TheStreet Ratings rates Medtronic as a buy. The company's strengths can be seen in multiple areas, such as its revenue growth, solid stock price performance, impressive record of earnings per share growth, increase in net income and notable return on equity. Although no company is perfect, currently we do not see any significant weaknesses which are likely to detract from the generally positive outlook.
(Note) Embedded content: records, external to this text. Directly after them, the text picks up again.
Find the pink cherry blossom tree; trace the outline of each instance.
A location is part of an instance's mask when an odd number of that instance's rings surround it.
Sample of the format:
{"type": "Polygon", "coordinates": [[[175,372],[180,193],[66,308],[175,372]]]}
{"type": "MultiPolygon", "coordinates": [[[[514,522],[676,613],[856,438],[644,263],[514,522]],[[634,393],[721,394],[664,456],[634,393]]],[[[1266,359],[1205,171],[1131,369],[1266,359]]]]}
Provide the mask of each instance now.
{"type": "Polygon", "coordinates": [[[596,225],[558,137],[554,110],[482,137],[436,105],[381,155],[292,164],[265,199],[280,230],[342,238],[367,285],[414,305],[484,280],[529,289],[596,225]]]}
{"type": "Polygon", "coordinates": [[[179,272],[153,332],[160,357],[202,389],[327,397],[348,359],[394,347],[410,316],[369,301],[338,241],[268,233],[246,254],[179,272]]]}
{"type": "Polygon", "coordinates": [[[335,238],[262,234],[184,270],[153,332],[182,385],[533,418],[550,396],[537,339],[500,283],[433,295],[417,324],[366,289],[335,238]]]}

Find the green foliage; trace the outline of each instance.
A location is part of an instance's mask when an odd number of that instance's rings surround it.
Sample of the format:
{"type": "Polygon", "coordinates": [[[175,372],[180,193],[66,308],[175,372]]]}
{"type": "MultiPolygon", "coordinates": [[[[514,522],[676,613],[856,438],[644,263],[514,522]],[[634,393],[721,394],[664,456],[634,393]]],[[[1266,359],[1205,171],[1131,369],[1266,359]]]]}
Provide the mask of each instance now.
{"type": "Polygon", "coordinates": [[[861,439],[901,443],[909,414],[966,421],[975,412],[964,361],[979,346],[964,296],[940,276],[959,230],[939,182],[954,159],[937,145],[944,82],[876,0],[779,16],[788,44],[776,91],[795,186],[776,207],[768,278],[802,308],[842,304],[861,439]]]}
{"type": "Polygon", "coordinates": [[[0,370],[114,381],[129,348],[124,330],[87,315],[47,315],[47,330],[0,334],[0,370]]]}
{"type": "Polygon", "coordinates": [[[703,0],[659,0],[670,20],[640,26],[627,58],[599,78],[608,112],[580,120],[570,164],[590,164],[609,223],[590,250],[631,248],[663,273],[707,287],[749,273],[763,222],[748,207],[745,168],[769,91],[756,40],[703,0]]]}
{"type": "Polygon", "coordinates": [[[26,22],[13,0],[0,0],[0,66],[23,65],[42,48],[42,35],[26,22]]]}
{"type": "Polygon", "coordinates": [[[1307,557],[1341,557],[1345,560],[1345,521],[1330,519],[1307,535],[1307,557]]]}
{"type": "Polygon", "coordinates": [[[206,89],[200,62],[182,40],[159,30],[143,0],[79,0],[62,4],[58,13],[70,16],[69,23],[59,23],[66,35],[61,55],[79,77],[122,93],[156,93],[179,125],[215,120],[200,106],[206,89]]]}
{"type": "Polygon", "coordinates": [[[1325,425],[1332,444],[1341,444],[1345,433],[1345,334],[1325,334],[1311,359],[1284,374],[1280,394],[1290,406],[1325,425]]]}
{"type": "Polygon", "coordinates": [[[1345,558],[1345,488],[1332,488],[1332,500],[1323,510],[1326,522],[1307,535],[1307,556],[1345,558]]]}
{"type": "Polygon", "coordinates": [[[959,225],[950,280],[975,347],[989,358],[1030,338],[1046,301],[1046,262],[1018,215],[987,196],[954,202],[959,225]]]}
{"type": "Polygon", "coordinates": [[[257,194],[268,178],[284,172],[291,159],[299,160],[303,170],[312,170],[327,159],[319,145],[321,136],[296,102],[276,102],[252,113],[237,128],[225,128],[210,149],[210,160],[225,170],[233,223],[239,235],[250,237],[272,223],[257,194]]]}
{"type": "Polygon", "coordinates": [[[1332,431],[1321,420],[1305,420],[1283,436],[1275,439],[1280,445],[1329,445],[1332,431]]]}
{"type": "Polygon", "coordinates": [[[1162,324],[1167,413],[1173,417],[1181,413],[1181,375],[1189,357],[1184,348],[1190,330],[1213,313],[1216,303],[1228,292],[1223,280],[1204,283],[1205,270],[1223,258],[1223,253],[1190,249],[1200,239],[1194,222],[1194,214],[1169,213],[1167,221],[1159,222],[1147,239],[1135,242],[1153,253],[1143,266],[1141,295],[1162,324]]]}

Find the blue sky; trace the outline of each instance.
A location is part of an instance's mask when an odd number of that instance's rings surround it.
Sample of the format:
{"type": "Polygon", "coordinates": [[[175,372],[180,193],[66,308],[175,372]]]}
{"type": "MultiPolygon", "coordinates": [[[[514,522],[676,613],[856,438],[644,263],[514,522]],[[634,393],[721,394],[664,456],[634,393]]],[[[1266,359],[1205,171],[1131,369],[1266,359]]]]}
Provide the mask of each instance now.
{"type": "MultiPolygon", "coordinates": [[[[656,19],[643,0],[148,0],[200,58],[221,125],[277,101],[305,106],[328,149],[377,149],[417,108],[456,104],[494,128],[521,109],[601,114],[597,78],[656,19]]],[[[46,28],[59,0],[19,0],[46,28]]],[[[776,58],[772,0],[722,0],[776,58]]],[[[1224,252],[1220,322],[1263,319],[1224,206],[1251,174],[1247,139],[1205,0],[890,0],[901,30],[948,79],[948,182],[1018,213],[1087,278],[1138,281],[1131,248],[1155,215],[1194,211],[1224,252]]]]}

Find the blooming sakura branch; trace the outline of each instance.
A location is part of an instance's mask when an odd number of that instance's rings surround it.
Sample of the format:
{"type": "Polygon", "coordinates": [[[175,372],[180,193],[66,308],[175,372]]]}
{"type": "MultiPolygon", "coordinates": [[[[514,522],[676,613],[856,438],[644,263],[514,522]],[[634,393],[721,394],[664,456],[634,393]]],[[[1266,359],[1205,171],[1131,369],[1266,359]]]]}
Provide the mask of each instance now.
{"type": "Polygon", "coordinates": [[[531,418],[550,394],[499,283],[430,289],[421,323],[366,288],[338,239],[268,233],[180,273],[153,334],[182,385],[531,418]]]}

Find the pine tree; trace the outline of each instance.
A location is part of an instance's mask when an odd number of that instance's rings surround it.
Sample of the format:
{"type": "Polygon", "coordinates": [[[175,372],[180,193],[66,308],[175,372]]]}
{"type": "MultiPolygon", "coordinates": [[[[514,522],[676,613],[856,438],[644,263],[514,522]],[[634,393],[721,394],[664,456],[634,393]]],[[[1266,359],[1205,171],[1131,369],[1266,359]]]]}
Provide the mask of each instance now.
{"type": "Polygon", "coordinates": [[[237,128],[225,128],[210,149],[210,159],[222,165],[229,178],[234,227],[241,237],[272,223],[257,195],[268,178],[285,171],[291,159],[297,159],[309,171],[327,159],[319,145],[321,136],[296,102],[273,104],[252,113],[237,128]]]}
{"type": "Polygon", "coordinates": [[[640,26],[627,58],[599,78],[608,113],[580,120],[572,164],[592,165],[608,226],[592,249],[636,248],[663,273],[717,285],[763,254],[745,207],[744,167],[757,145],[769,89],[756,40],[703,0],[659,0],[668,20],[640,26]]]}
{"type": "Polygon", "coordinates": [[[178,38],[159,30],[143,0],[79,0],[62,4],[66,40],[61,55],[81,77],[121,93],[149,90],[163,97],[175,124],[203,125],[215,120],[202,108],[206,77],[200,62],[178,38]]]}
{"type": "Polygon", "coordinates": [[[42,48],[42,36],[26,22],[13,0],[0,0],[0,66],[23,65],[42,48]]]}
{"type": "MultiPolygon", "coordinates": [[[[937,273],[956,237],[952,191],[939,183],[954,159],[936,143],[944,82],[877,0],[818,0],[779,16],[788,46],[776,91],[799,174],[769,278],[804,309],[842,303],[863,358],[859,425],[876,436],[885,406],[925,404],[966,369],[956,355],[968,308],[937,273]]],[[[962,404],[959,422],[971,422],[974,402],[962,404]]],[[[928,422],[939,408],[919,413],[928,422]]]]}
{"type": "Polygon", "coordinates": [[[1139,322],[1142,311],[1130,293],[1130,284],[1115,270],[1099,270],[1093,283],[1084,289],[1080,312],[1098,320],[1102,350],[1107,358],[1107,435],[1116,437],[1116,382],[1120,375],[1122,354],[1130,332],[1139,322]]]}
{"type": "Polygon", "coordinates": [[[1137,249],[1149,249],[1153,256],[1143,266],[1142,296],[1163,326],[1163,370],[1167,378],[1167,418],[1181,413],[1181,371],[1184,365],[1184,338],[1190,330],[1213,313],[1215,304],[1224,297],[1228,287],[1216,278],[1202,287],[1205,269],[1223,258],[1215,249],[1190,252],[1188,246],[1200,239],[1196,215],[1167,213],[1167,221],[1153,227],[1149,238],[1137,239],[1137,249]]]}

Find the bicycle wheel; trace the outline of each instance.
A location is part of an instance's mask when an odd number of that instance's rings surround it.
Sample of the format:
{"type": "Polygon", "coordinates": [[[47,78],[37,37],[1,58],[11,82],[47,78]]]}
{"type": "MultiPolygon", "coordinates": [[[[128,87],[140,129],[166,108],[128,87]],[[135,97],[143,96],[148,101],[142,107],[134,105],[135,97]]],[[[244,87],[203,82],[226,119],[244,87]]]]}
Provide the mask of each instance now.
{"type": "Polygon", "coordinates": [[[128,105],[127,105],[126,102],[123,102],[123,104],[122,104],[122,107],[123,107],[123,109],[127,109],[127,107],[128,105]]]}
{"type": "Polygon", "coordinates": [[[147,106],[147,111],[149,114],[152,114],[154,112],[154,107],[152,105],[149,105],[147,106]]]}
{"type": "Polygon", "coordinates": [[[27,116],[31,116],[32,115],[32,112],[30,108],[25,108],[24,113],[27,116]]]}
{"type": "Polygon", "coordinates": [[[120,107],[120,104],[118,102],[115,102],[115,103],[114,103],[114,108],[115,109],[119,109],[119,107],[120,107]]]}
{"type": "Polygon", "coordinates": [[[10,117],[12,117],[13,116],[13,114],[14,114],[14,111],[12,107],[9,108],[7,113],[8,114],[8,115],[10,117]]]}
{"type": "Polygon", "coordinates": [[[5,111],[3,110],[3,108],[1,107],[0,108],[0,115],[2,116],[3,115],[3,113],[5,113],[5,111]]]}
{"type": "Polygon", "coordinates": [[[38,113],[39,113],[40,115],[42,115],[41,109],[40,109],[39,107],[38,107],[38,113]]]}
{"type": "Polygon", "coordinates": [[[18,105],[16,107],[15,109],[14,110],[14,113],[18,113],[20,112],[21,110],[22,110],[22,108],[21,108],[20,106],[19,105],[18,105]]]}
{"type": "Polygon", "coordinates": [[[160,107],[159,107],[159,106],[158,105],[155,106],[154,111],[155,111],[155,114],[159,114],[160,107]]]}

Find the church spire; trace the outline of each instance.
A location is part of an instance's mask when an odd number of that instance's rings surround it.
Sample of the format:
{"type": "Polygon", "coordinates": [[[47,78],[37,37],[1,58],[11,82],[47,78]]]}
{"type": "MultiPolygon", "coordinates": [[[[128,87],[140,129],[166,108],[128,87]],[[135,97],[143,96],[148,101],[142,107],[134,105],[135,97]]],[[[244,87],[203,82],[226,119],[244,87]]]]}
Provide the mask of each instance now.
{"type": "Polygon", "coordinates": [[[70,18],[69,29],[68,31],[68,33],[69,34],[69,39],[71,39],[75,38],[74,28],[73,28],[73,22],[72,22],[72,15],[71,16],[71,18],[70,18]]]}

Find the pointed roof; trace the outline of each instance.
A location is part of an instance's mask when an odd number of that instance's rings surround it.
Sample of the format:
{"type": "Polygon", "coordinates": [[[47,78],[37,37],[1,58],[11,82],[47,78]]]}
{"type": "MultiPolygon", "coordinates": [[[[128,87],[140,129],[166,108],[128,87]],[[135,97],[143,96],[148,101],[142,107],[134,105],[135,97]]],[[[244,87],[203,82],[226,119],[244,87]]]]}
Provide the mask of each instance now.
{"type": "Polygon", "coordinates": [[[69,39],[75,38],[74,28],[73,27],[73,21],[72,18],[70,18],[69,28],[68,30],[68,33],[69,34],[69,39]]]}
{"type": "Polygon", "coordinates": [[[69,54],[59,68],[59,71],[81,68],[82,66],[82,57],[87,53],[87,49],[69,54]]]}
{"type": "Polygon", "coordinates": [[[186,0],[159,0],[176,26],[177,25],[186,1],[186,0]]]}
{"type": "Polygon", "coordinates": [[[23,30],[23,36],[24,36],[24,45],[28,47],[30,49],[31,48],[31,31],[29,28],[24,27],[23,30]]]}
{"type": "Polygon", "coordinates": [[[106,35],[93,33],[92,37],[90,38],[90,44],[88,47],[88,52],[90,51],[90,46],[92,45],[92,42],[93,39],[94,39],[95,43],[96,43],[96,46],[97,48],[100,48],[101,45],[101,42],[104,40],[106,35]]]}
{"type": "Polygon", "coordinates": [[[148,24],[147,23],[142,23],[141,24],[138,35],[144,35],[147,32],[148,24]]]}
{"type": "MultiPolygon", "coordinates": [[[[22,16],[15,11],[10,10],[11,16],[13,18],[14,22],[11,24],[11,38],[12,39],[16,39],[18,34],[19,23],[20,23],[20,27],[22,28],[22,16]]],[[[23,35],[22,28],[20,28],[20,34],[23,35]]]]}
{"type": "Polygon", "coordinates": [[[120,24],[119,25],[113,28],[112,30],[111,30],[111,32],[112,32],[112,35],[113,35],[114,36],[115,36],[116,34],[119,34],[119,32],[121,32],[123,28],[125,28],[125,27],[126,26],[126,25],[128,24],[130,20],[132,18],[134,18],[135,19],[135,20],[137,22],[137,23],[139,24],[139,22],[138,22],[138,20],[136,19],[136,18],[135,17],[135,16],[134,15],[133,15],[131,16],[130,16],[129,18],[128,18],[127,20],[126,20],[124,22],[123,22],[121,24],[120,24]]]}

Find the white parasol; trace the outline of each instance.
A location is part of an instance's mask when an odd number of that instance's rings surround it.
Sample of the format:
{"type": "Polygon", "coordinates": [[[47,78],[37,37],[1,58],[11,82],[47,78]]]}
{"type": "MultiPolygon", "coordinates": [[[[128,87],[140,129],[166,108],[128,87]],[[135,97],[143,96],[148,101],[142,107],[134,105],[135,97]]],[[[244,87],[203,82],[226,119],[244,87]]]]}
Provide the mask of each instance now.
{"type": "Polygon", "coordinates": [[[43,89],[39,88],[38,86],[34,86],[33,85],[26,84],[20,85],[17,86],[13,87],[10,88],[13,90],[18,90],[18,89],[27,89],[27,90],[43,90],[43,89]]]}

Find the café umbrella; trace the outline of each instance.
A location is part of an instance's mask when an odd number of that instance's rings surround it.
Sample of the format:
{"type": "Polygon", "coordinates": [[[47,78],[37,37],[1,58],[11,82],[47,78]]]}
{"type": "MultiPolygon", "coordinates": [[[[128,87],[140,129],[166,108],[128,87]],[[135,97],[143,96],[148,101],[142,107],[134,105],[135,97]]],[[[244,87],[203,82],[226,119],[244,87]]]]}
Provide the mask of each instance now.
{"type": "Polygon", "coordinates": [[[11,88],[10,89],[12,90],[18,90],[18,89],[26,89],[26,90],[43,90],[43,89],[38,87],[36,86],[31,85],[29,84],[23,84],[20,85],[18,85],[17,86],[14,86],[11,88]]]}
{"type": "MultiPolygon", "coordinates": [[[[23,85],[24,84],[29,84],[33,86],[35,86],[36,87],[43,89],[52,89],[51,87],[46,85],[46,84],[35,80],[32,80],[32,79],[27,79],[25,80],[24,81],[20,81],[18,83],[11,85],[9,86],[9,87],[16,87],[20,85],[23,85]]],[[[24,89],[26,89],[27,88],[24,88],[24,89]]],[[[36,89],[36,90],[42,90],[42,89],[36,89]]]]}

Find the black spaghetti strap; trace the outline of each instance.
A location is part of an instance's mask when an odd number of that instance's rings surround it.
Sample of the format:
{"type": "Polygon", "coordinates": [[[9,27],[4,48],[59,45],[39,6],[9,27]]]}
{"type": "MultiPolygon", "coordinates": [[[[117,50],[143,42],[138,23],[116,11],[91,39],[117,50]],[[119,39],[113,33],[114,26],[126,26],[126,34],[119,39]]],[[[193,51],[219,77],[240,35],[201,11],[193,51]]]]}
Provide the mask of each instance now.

Get the full Medtronic Ratings Report now.

STOCKS TO BUY: TheStreet Quant Ratings has identified a handful of stocks that can potentially TRIPLE in the next 12-months. Learn more.

If you are interested in one of these 5 stocks, ETFs may be of interest. Investors who are bullish on the health services industry could consider Health Care Select Sector SPDR ( XLV) while those bearish on the health services industry could consider ProShares Ultra Short Health Care ( RXD).